Turkey: Court acquits students accused of participating in Pride

Court in Turkeyacquitted 19 defendants today of their participation in the Pride March (Pride) of LOATKI + on a campus, as their actions, it was ruled, do not constitute a crime.

Most of the students and a member of the teaching staff of Middle East Technical University (METU) were accused of “refused to disband»According to the order of the police in this course, of 2019. It is noted that the authorities had used pepper spray, rubber bullets and tear gas canisters.

Following the failed military coup in Turkey in 2016, local governments were given the authority to ban public gatherings, and authorities across the country used these powers to outlaw Pride marches. Since then these powers have been revoked, reports Reuters.

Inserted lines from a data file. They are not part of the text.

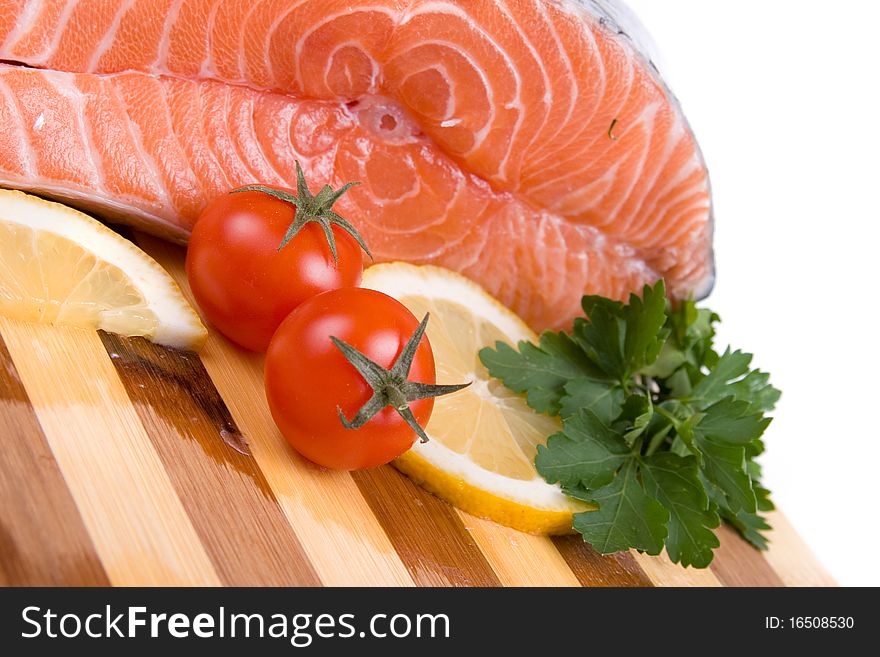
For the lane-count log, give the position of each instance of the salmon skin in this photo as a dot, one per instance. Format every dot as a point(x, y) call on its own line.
point(529, 144)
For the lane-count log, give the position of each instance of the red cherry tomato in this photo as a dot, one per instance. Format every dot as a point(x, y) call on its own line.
point(244, 285)
point(308, 378)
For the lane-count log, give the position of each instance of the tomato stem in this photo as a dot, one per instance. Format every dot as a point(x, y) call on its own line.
point(392, 387)
point(312, 208)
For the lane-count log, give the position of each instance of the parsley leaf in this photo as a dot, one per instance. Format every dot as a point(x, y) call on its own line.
point(674, 481)
point(586, 453)
point(627, 516)
point(660, 432)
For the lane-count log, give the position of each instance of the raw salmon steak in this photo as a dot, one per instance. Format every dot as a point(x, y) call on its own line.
point(529, 144)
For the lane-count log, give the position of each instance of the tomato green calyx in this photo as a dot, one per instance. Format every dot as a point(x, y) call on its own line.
point(312, 208)
point(392, 387)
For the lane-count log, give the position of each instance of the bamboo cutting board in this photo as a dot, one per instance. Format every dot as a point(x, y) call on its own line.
point(125, 463)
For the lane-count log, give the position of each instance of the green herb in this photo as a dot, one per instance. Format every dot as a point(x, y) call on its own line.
point(660, 432)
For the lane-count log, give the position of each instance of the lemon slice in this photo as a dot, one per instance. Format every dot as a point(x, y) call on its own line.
point(60, 266)
point(483, 439)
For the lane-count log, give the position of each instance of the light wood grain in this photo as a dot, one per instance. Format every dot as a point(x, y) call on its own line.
point(133, 515)
point(342, 538)
point(791, 558)
point(519, 559)
point(43, 541)
point(665, 573)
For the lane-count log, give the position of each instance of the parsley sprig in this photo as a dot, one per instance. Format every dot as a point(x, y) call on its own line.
point(660, 432)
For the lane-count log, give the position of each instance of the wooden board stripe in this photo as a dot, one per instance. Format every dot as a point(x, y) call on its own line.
point(223, 490)
point(43, 541)
point(790, 557)
point(139, 528)
point(426, 532)
point(663, 572)
point(344, 541)
point(737, 563)
point(519, 559)
point(594, 569)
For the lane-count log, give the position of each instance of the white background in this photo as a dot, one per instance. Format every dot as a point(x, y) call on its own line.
point(784, 96)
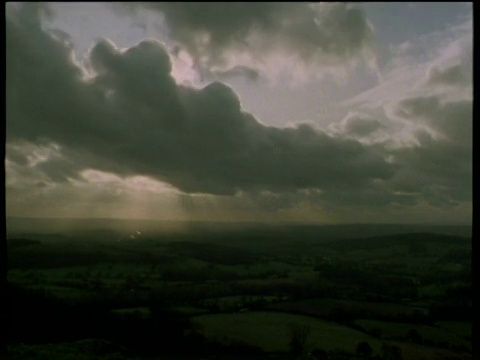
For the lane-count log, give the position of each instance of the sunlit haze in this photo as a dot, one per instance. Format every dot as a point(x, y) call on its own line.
point(323, 113)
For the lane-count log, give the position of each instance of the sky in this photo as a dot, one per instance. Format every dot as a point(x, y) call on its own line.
point(323, 113)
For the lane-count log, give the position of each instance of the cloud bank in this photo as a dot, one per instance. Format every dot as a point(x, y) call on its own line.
point(126, 115)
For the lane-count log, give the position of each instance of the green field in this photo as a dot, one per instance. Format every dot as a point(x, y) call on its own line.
point(271, 331)
point(399, 330)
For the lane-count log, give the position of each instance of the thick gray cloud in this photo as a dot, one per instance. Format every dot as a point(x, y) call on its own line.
point(132, 118)
point(321, 33)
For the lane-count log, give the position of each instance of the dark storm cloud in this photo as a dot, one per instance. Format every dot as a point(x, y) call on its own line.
point(314, 32)
point(132, 118)
point(439, 167)
point(454, 75)
point(356, 124)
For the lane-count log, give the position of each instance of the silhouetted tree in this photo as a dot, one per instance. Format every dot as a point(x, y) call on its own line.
point(364, 349)
point(414, 336)
point(298, 338)
point(391, 352)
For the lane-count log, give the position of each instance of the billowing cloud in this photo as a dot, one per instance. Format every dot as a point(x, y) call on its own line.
point(222, 36)
point(132, 117)
point(125, 120)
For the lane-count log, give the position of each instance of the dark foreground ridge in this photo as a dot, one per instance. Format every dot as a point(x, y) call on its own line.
point(244, 291)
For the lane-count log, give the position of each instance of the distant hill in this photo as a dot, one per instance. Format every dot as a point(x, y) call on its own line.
point(16, 227)
point(400, 239)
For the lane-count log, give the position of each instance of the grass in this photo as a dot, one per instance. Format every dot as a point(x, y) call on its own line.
point(271, 330)
point(399, 330)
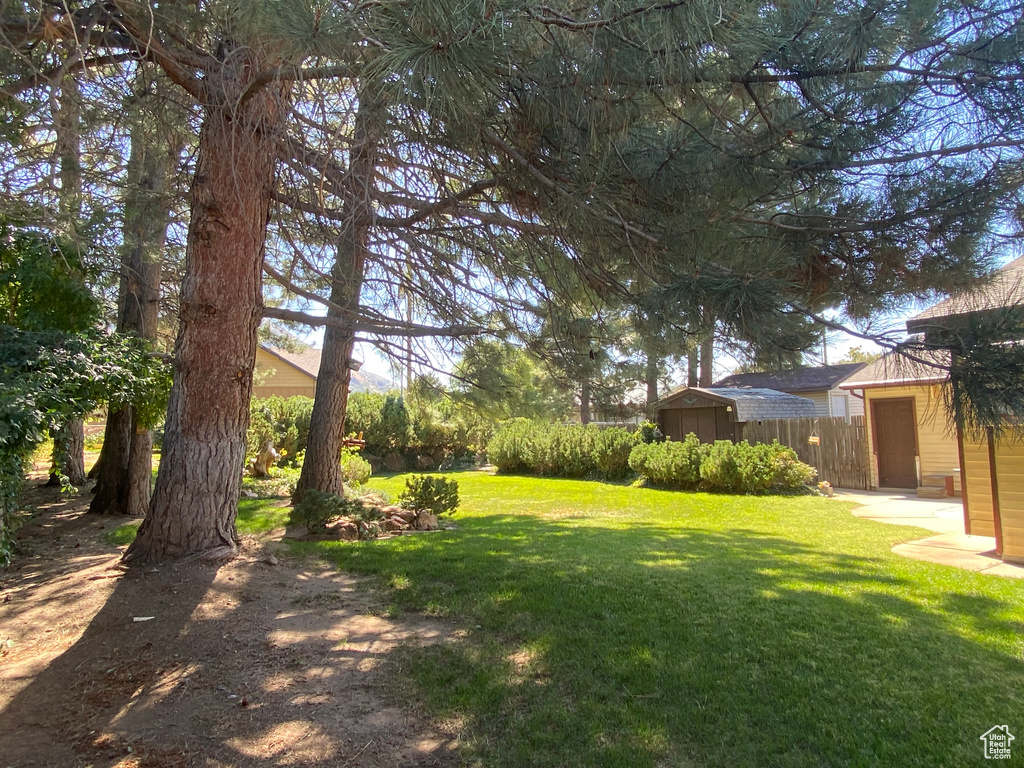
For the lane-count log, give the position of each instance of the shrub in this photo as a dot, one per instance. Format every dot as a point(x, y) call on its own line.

The defense attorney Oiku Didem Aydin, who was holding a rainbow flag in protest, had demanded the acquittal of the accused, saying that freedom of expression is a right enshrined in the Constitution:

“What harm can this flag when I hold it in my hand? Does this mean that I refuse to disperse despite the police warning? “A student is brought in just because he holds a flag.”

“Videos taken by police during the demonstration show a police officer shouting ‘We are against your existence”, Said Aydin.

Following the ruling, Aydin told Reuters outside a court in Ankara that the ruling was correct, but it is a “shame” that young people were treated as criminals for two years.

Homosexuality is legal in Turkey, but Pride marches are repeated be banned recent years. Lesbians, gays or transgender people are often considered immoral.

His socially conservative AKP party President Erdogan has ruled Turkey for two decades. Turkey ranked second from the bottom in a list of 49 European countries for the protection of LGBT + rights in 2021 compiled by the support organization ILGA-Europe.

A student was convicted of payment of a fine for “insulting” the authorities due to gestures during the demonstration.